I hope you got home safe and sound. E x
Rachel tastes bile at the back of her throat. At first glance it could be any other concerned message, checking up after a night out, but something in those words ‘safe and sound’ hovers ominously, like a mild threat. She dials Ben again, not caring about the early hour, but his phone is still off and all she gets is his voicemail.
Frustrated, she drags herself into the shower and stands under scalding-hot water, dresses quickly then heads downstairs for strong coffee and a piece of toast she doesn’t feel like eating. Before she leaves, she taps on Ellie’s bedroom door. ‘I’m going in early,’ she says through the crack. ‘Will you be OK?’
Ellie murmurs something inaudible from beneath her duvet.
‘Don’t fall back to sleep,’ she warns. ‘And lock up when you leave.’
Out in the early morning air, it’s evident that the mist isn’t going anywhere. It clings to Rachel’s hair and smothers her woollen coat in a fine beaded veil as she takes her usual route across campus, the path reduced to just a few feet of gravel before disappearing into white. It’s eerily quiet, just the sound of her breath and her feet crunching on the path as she goes.

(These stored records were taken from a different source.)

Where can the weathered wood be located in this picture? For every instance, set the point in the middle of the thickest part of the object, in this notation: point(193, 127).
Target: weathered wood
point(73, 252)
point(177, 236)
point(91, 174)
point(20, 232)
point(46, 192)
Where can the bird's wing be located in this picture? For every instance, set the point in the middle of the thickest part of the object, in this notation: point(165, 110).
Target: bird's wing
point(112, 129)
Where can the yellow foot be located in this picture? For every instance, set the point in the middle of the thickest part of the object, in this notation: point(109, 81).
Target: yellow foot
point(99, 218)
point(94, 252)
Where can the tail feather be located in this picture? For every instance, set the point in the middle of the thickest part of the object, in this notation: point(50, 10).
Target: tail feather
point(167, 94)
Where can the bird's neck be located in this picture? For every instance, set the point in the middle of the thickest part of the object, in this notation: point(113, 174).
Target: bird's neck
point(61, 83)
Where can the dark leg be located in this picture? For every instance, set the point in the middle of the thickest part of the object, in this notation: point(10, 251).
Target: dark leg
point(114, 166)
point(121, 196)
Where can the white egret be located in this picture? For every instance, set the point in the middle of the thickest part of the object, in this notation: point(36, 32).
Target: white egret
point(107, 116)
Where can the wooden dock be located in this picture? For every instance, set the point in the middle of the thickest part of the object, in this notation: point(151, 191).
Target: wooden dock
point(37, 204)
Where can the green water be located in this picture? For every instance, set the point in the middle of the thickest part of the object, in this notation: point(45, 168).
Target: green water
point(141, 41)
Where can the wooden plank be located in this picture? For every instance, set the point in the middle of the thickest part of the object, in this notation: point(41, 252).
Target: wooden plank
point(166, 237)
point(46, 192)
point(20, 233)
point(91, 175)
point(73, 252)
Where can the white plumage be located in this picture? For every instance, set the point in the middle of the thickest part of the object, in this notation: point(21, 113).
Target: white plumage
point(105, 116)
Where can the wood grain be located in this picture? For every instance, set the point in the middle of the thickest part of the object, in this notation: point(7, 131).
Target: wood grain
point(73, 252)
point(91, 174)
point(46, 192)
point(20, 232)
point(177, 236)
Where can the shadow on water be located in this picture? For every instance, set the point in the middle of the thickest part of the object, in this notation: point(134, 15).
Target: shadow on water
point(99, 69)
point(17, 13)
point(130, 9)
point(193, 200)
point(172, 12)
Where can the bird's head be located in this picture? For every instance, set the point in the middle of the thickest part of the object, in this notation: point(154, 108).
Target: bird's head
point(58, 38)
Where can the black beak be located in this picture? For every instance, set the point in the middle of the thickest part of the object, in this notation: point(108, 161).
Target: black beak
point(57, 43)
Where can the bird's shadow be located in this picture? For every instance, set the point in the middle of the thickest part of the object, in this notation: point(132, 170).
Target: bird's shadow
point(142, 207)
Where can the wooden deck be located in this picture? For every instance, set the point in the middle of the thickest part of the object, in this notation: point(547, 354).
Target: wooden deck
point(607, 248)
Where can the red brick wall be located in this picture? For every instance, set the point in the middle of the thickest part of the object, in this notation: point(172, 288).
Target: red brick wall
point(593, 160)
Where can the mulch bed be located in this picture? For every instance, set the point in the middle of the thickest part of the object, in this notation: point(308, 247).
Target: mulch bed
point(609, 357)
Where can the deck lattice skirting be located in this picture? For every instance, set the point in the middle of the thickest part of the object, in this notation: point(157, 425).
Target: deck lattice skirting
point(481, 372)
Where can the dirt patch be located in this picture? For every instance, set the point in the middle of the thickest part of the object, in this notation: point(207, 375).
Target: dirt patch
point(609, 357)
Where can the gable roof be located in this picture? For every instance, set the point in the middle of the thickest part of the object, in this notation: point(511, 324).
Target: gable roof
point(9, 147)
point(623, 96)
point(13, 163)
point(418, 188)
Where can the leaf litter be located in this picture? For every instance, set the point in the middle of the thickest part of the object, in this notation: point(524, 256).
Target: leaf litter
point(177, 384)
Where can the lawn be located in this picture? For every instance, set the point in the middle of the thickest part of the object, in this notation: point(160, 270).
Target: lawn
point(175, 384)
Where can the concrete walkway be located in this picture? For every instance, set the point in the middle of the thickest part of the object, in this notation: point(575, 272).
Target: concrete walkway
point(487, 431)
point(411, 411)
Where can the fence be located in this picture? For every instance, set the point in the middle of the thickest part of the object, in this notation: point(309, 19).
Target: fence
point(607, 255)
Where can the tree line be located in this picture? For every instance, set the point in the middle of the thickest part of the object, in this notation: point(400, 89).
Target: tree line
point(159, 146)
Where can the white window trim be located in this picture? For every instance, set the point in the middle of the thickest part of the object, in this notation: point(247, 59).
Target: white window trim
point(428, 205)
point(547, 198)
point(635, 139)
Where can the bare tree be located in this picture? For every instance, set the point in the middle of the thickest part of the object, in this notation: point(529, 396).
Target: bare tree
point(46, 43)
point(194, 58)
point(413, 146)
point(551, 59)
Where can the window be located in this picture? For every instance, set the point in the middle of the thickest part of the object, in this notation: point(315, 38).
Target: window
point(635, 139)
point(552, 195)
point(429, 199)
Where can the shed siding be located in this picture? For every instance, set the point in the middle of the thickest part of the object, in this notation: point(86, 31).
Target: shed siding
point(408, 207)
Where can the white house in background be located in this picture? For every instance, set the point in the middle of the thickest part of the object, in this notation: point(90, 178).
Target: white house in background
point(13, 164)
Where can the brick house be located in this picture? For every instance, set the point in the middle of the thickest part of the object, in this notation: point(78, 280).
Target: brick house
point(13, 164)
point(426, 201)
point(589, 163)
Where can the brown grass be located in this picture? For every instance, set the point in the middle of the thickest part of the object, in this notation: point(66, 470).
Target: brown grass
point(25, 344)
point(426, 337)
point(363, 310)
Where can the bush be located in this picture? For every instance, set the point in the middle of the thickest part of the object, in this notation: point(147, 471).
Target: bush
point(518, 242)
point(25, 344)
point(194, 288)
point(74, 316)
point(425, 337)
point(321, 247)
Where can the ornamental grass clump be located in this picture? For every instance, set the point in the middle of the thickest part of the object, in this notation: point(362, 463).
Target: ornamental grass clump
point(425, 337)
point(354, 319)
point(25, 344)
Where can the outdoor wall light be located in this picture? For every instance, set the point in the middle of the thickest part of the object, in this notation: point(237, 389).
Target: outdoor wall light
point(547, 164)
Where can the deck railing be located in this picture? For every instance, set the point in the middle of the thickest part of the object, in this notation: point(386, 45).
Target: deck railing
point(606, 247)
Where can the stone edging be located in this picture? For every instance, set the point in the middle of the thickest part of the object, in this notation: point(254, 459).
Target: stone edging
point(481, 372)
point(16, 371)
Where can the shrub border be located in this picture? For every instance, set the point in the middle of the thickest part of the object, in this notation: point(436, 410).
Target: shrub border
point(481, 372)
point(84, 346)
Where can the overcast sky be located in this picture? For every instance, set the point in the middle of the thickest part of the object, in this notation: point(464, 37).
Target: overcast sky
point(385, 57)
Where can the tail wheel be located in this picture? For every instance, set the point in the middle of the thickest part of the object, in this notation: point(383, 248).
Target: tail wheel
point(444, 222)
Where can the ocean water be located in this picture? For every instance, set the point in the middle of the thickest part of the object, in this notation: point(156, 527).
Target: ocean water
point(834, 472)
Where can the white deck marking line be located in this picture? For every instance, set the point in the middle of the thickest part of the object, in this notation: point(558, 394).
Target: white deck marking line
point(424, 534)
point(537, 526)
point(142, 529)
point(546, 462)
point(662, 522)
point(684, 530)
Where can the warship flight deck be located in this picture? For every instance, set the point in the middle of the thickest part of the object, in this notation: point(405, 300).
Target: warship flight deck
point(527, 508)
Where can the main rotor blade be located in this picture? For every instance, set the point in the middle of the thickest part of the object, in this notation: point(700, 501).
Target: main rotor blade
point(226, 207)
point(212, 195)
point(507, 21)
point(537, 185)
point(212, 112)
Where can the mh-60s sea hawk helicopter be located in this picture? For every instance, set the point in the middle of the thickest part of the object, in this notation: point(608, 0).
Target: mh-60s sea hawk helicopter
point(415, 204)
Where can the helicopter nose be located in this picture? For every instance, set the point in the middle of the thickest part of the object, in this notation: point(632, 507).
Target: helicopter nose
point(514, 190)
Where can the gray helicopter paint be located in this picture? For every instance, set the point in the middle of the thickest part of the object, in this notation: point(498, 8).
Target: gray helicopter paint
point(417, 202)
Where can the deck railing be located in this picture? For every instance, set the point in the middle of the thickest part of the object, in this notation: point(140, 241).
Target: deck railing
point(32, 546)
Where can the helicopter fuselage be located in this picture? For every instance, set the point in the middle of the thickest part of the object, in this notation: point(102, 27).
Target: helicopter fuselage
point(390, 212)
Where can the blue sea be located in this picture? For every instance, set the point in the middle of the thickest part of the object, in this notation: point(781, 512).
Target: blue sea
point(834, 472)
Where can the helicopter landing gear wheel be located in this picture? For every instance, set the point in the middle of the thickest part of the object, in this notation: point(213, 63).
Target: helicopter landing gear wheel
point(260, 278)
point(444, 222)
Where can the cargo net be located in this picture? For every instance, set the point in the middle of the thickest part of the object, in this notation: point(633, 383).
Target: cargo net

She can’t get the image of Edward’s painting out of her head. As she walks, she tries to understand his motivation, tries to square the man she thought he was with the fears now plaguing her mind. Could he have begun the painting after the events of the weekend? Was he creating some sort of twisted homage to Sarah? She frowns. Even if that were the case, even if he’d somehow managed to generate a prolific number of woodland studies and paintings in the few days since Sarah’s body was found, that doesn’t explain the photographs. Sarah had visited his studio. The evidence was there. Sarah posed in a white vintage nightdress, exactly like the one she’d been found in at the folly. Whichever way she tries to spin it, the facts are hard to ignore.
The distinct crack of a twig somewhere out in the white makes her jump. ‘Hello?’ she calls. She stops and looks around, trying to find form in the mist, overcome by the eerie realisation that someone is out there, following her. She feels certain of it, senses eyes trained on her deep in the fog. ‘Hello?’ she calls again. ‘Who’s there?’
There’s no answer but she picks up the pace and continues along the path, reaching for her phone, thinking to try Ben again, when she hears the thud of fast footsteps coming at her, heavy breaths echoing in the blank white. Fear jolts up her spine and she ducks off the path, just as a tall teenager dressed in running gear and large headphones barrels past. ‘Sorry, Ms Dean,’ he shouts over his shoulder, ‘didn’t see you there.’
She lifts a hand in a shaky wave, but he’s already gone, one of the school’s football players disappearing into the fog.
She adjusts the collar of her coat and hurries on, keen to reach the warmth and safety of her office as she leaves Ben another voicemail. ‘Ben, call me back. It’s urgent. I know you’ve made an arrest but there’s a man here at the school. Someone on the faculty. I think he may have been involved. Please, call me.’
If Ben doesn’t call back soon, she’ll go to Margaret Crowe. If Edward has been fraternising inappropriately with students, if he’s hidden his involvement with Sarah, god only knows what else he’s been hiding.